LONDON - Robert Pattinson and Kristen Stewart were in London taking in the sights. London native Pattinson was showing Kristen Big Ben, the clock tower, not 6 foot 11, Ben Clutterbuck who used to be the goalie for Chelsea.
Kris who is not exactly the brightest color in the rainbow asked Spunky, as his close friends and relatives call him, how many double A batteries does the big old clock take.
Spunky tried not to laugh and replied that it does not take any double A batteries at all but that it instead takes about 200 D batteries.
She smiled and said that hopefully the queen has a battery charger. Spunky nodded his head affirmatively.
The two were asked if they had any upcoming movies. Pattinson said that just that morning they had both signed the contract to star in the British Manor Pictures film Oops - The Jesse James and Sandra Bullock Story.
Pattinson was asked what he thought about the big mess that Jesse James appears to have found himself in.
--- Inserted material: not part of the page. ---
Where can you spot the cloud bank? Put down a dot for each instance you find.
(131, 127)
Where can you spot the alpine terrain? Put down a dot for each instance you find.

Rob turned to the side and said that he cannot understand how JJ could do that to his dear sweet wife.
He went on to say, for goodness sakes, she just won the Best Actress Academy Award. Kris chimed in "And do you know how many actresses win that award in one year?"
"That's right. One."
"Ah Rob, this so called 'Bombshell' woman that Jesse is alleged to have boinked; have you see her."
Pattinson answered that he had and that the skank must have over 200 tattoos on her body. When told that she actually has 212, he smiled and said that he heard that some of her tattoos had tattoos.
Kristen then chimed in and said that it is her understanding that some of her tattoos overlap other tattoos.
Rob rolled his eyes choosing to kind of try and ignore what Kris had said.
"Hey, did ya hear what I just said about some of her tattoos actually overlapping other ones?"
Pattinson nodded that he had. He then told the reporter that he was sorry but that they had to get going because next he was going to take Kristen to Windsor Castle and he knew that he will most certainly be having to explain to her why it looks so darn friggin old.
In a non-related story. Sarah Palin has finally answered a question that a lot of men and women have both wondered about for sometime. Does she wear a jock strap when she goes big game hunting up in Alaska? "Snowflake" Palin told Wolf Blitzer that she does and yes it is a camouflaged jock strap.